Bedford Business Centre

  • 61 – 63 St. Peter’s Street

Bedford MK40 2PR

United Kingdom

Manufacturer

Genepharm S.A.

18th km Marathonos Avenue, 153 51 Pallini Attikis

Greece

This leaflet was last revised in December 2014

The following information is intended for medical or healthcare professionals only:

Epirubicin 2 mg/ml, solution for injection

For Intravenous and Intravesical Administration

Incompatibilities

This medicinal product must not be mixed with other medicinal products except those mentioned in the section below.

Dilution Instructions

The injection may be given via the tubing of a free-running intravenous sodium chloride 0.9% infusion. Where the injection is to be administered after dilution, the following instructions should be followed.

Epirubicin solution for injection may be diluted under aseptic conditions in glucose 5% or sodium chloride 0.9% and administered as an intravenous infusion. The infusion solution should be prepared immediately before use.

The injection solution contains no preservative and any unused portion of the vial should be discarded immediately.

Dose Epirubicin required

Volume of 2 mg/ml epirubicin injection

Volume of diluent sterile sodium chloride

Total volume for bladder installation

30 mg

15 ml

35 ml

50 ml

50 mg

25 ml

25 ml

50 ml

80 mg

40 ml

10 ml

50 ml

Safe Handling

This is a cytotoxic product, please follow your local policy guidelines for instruction on the safe handling /disposal of cytotoxics.

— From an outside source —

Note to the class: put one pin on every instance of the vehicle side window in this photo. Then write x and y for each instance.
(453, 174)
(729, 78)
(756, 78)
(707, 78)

  • 1. If an infusion solution is to be prepared, this should be performed by trained personnel under aseptic conditions.

  • 2. Preparation of an infusion solution should be performed in a designated aseptic area.

  • 3. Adequate protective disposable gloves, goggles, gown and mask should be worn.

  • 4. Precautions should be taken to avoid the medicinal product accidentally coming into contact with the eyes, irrigate with large amounts of water and/or 0.9% sodium chloride solution. Then seek medical evaluation by a physician.

  • 5. In case of skin contact, thoroughly wash the affected area with soap and water or sodium bicarbonate solution. However, do not abrade the skin by using a scrub brush. Always wash hands after removing gloves.

  • 6. Spillage or leakage should be treated with dilute sodium hypochlorite (1% available chlorine) solution, preferably by soaking, and then water. All cleaning materials should be disposed of as detailed below.

  • 7. Pregnant staff should not handle the cytotoxic preparation.

  • 8. Adequate care and precautions should be taken in the disposal of items (syringes, needles etc) used to reconstitute and/or dilute cytotoxic medicinal products. Any unused product or waste material should be disposed of in accordance with local requirements.